Foto: John Hewat/CARE

De landen die het minst aan klimaatverandering bijdragen, krijgen helaas de zwaarste klappen te verduren. Het rapport ‘The cost of delay’ van The Loss & Damage Collaboration (in samenwerking met o.a. CARE) laat zien dat sinds de oproep van kwetsbare landen voor compensatie van klimaatschade 30 jaar geleden, er wereldwijd 176 gevallen van extreem weer zijn gerapporteerd. Maar liefst 79 procent van de sterfgevallen en 97 procent van het aantal mensen dat wordt geraakt door extreme weersomstandigheden bevindt zich in ontwikkelingslanden.

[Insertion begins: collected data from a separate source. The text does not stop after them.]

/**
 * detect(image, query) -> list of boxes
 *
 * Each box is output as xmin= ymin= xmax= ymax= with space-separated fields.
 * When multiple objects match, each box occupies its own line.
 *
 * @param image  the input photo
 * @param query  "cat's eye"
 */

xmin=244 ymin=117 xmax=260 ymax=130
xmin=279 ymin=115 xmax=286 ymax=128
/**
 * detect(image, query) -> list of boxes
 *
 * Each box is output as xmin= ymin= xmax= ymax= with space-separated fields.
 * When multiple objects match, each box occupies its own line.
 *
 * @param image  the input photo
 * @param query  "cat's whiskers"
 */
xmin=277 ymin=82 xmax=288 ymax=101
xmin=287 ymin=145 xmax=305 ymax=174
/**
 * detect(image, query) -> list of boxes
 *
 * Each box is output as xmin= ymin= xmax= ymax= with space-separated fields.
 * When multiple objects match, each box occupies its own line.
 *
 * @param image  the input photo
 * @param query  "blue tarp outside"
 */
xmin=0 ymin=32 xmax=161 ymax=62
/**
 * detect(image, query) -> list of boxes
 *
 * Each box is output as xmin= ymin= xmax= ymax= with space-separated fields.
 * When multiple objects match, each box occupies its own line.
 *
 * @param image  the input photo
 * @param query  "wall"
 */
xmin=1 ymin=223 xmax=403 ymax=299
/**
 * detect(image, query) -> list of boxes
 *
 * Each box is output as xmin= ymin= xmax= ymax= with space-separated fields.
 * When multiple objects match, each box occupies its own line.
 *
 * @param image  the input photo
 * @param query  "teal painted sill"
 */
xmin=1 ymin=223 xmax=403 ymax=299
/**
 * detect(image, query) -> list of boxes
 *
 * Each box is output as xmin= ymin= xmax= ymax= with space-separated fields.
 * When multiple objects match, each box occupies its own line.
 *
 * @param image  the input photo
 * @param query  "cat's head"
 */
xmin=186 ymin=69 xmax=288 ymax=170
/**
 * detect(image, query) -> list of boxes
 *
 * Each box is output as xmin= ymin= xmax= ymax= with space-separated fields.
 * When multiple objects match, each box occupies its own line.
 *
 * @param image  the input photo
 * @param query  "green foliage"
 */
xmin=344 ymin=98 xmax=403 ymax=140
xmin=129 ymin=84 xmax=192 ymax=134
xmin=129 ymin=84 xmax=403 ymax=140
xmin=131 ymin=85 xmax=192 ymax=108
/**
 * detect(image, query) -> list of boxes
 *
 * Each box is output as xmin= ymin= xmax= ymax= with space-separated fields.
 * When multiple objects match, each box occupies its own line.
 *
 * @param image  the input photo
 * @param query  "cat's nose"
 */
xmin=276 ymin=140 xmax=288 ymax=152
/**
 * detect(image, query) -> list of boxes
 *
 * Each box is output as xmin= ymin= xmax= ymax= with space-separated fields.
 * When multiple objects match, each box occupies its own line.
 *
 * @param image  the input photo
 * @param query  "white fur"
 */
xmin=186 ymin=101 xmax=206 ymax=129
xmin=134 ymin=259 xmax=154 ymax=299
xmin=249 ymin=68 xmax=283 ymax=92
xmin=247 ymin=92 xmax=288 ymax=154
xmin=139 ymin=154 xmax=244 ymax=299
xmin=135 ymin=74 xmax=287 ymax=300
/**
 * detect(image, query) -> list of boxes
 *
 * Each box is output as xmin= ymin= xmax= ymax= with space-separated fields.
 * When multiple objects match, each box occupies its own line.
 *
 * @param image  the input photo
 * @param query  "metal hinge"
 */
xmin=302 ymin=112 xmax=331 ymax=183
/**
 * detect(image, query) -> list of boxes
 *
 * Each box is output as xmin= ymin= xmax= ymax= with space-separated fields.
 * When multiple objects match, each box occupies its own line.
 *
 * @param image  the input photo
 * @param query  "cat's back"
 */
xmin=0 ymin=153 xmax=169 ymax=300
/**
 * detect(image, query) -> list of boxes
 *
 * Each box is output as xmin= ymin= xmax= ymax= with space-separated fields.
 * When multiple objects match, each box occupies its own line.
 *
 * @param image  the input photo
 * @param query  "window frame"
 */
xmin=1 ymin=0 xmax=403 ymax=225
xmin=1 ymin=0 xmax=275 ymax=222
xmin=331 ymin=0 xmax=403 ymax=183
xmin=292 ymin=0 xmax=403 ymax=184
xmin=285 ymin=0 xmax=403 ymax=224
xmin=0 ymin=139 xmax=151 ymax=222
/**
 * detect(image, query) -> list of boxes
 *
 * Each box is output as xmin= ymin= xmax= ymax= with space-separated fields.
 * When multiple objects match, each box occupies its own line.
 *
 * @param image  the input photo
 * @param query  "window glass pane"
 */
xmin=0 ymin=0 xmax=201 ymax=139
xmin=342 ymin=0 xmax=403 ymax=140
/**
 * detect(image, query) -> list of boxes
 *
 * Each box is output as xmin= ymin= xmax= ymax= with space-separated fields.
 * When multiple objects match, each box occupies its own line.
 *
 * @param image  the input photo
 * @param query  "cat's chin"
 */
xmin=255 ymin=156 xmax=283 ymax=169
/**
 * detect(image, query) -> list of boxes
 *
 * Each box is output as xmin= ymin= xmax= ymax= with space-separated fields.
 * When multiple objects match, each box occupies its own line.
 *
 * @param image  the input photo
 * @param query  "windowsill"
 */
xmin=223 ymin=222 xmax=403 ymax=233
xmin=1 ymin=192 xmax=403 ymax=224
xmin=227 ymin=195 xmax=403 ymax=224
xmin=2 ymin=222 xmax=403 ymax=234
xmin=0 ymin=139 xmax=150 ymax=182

Zonder adequate financiering kunnen mensen hun leven niet opnieuw en klimaatbestendig opbouwen, waardoor de kloof tussen arm en rijk blijft groeien.

Rijke landen, die historisch gezien de grootste veroorzakers van klimaatverandering zijn, gingen het gesprek over compensatie van klimaatschade in ontwikkelingslanden altijd uit de weg. Dat veranderde het afgelopen jaar. Klimaatrampen zoals de droogte in de Hoorn van Afrika en desastreuze overstromingen in Pakistan waren dagelijks in het nieuws. Een concreet gesprek over het adresseren van de schade en het verlies als gevolg van deze klimaatrampen kon daarmee niet uitblijven tijdens COP27.

Klimaatrechtvaardigheid en aansprakelijkheid

Compensatie van klimaatschade gaat over de morele verplichting en reparatiekosten van een historische verantwoordelijkheid van rijke vervuilende landen voor klimaatverandering. Deze landen zijn niet alleen om financiële redenen terughoudend geweest in het toezeggen van compensatie van klimaatschade, maar ook om te voorkomen aansprakelijk te worden gehouden voor klimaatschade in kwetsbare landen. Dit heeft de afgelopen jaren tot een impasse geleid in de gesprekken hierover, waardoor de noodzaak tot financiering van klimaatschade alleen maar is gegroeid.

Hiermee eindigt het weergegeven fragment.